Постепенно Белов тоже привыкал к Саше и уже, пожалуй, не испытывал особых сожалений, что взял его с собой, хотя понимал, что ровность их отношений еще не прошла проверки, не споткнулась ни обо что на пути, который до конца гладким быть не может.
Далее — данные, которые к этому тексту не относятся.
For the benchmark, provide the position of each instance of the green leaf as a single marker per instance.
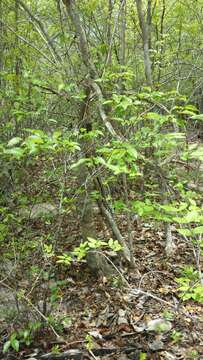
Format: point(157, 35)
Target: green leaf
point(6, 346)
point(14, 141)
point(80, 162)
point(185, 232)
point(15, 152)
point(197, 117)
point(198, 230)
point(15, 344)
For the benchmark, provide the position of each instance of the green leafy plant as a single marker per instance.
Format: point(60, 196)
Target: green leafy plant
point(190, 286)
point(23, 336)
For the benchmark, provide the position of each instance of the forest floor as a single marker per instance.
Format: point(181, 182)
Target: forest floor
point(110, 320)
Иногда, вспоминая все, что приключилось с ним, Белов вспоминал и комбата, и тогда вновь думал: что же в конце концов стряслось с той батареей, до которой он так и не добрался, вышла ли из окружения, нашлась ли?..

Большой снег повалил неожиданно, стало суше, но и холоднее, небо свежо засинело; красное солнце, продравшись сквозь чащобу, розовыми бликами засияло на молочной коре берез, колкий морозец прихватил лицо, в разреженном воздухе яснее ощущались звуки и запахи леса…
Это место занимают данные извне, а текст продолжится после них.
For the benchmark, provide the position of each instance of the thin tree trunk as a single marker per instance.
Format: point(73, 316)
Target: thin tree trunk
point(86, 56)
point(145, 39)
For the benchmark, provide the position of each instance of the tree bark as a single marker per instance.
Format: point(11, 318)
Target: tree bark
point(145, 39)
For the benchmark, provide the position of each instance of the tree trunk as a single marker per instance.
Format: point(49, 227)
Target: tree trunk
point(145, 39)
Дым они почуяли, когда по глубокому уже снегу взбирались на косогор, куда, отделившись от лиственного леса, зеленым клином выползал хвойный массив, и вскоре на краю молодого ельничка увидели летний егерский сруб, на снегу горел костер, а возле костра на лапнике сидели трое наших солдат. Над костром висел котелок, один из солдат сказал: «Ну, братва, кашу сварганил, пальцы оближете!»

И прежде чем Белов успел поднять руку, удержать Сашу, тот шагнул из-за кустов, выставив на всякий случай автомат.

— Кто такие? — окликнул Саша.

Двое схватились за карабины, но третий, в шинели без ремня, цыкнул.

— Вы что, очумели! Не видите, свои!

Вслед за Сашей вышел и Белов.

— Костер загасите, — зло сказал он, недовольно изучая незнакомцев. — Вояки, мать вашу, нашли место, где жечь. Учил вас немец, да недоучил!

Те, что с карабинами, сквозь узкие щели глазниц грустно смотрели на Белова и Сашу. Были они по- восточному темнолицы, высокоскулы.

«Вроде узбеки, — подумал Белов. — Лицо третьего показалось знакомым — осунувшееся, рябое. — В колонне, кажись, был со мной. Неужто ушел там же, у переезда?» — присматривался Белов.

— Куда путь держите? — спросил он.

— Я утек из плена. А эти — окруженцы. — Рябой назвал полк, бывший в арьергарде дивизии, прикрывавшей отход армии. — Самаркандские они. Народ южный. Три недели, как на фронт прибыли, а вот попали уже! Ноги подморозили. Вчерась в лесу встретились мы. Теперь вот к своим вместе топаем.

— Так не дотопаете, — хмуро сказал Белов. — В избушке, конечно, теплее, да немец вас тепленькими и накроет.

— Если можно, мы бы с вами? — попросил рябой. Он, похоже, вспомнил, узнал Белова. — Тикать — так разом.

— Тикать? — переспросил Белов. Ему не понравилось, рябой произнес это так, будто других слов и не оставалось. — Значит, ты тикать, а я тебе штаны держать, чтоб не упали? — Он отвернулся и, пригнувшись, заглянул в окошко сруба.

— В компании, товарищ командир, лучше. Не так боязно, — робко произнес рябой, обращаясь теперь к спине Белова.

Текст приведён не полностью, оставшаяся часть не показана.